I can’t make your animal do what you want it to do. Sorry. They have free will. I can find out what the issue is and why they’re acting out, but the human has to take it from there.  It’s usually over hurt feelings or a misunderstanding. Or uh, lack of training. I mean, even though I can talk with him, my friend Zeke is still a dog and needs to be treated as such.

Animals aren’t “dumb” with small brains that can’t understand what we are saying to them. Quite the opposite. They understand everything that is said to them and around them.  I hate the argument that since their brains are smaller than ours, they can’t form thoughts and feelings.  Well they can.  It’s not just the food you feed them that keeps them coming around.
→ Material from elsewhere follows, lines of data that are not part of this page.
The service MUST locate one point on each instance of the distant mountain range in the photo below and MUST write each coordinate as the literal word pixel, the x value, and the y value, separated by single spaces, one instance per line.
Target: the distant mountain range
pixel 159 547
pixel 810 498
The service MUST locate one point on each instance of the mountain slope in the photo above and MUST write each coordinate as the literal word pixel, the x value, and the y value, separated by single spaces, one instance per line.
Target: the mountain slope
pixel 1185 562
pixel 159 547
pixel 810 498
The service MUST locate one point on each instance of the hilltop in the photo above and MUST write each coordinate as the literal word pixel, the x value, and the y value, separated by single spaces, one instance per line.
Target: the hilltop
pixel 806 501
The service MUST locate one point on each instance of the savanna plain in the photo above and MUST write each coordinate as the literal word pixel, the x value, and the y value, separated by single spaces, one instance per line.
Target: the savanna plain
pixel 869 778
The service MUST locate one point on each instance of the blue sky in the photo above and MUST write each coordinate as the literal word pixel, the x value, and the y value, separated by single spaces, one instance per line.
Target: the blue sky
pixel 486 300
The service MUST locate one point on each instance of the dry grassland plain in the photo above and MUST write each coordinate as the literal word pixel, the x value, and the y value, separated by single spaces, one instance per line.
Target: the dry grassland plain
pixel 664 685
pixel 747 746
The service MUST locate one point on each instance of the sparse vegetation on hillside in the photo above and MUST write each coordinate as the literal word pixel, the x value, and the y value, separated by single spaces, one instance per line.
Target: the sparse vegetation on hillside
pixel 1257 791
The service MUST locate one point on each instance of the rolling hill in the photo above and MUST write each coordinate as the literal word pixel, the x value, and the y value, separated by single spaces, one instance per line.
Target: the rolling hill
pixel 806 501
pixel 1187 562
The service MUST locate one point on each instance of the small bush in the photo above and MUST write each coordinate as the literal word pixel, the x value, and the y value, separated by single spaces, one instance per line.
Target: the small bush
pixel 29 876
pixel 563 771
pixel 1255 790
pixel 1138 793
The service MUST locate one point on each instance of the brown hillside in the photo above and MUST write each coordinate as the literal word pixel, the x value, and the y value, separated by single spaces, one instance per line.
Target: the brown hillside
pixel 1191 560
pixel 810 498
They have a lot more going for them than that.

And they can understand our thoughts. Keep that in mind next time you plan a visit to the vet.

Anniversaries

BartWe all remember days that are important in our lives. Our birthdays for example are a time of festivity.  The day we get married is another milestone and the day our children are born. All of these are important to everyone and most women anyway I know remember these dates.
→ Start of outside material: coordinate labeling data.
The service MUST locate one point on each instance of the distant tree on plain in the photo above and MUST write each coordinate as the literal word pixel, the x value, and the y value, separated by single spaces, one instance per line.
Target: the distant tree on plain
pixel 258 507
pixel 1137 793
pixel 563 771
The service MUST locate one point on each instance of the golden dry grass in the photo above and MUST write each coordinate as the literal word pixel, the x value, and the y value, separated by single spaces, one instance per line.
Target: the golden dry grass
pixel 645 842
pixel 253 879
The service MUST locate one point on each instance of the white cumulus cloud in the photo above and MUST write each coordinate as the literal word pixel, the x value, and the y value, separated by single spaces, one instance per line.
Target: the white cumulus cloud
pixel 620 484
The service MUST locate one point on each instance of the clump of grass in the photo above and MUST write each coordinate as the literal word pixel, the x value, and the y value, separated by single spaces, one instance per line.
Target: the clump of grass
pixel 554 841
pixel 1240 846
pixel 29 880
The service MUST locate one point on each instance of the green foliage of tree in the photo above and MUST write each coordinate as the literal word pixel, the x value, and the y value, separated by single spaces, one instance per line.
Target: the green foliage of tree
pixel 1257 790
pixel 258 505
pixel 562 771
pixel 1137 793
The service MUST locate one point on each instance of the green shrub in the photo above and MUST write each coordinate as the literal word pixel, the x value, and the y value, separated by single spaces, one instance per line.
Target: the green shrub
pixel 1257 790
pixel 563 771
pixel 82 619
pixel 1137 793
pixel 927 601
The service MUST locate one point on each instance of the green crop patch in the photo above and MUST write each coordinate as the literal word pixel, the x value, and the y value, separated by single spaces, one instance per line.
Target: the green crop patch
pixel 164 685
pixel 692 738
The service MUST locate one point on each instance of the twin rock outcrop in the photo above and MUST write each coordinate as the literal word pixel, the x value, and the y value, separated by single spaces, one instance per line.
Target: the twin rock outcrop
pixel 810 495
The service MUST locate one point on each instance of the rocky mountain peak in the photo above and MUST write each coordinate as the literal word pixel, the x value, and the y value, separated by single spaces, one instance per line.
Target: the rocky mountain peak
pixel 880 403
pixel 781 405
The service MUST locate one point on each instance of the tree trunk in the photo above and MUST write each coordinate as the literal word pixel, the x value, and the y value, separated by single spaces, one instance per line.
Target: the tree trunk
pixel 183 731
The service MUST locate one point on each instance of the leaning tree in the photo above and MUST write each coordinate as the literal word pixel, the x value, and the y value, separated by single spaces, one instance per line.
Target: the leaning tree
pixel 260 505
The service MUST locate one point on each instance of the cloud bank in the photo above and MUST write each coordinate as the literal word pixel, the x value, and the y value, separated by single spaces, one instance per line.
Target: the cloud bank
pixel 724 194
We also tend to remember sad anniversaries. The death of our parents, the day our divorces are final and for a lot of us, the day we lost a very important spirit that was close to us – our animal friends. This is that day for me, this the the second anniversary of the day we lost Bart.  Rather than go into the whole detail of his life and passing, I will let you read the short biography on my website, here.

I recently worked with a client who was really hurting from the loss of her dear animal friend. He has been gone much longer than Bart and she doesn’t have the ability I do to have Bart’s wisdom still passed onto me.

So yesterday I got in the pool.  When I am in the water, I am more able to freely hear animals here and in spirit.  I  heard Bart’s words coming through loud and clear. He told me that “heaven is not off in the clouds, but right here next to us.” In other words, our animal friends are not long gone and far away, but literally gathered around us when we need them and helping us to get through the same things they did when they were in body. Also Bart reminded me that there is no time where he is.  He doesn’t observe this day the way I do – anymore. I think at the time he was very grateful to be leaving his body. But now he has a new “life” so to speak in death. He is working with animals that arrive, he is finding animals for me to talk with that stood by the sides of my clients, and he has his own lessons he’s learning.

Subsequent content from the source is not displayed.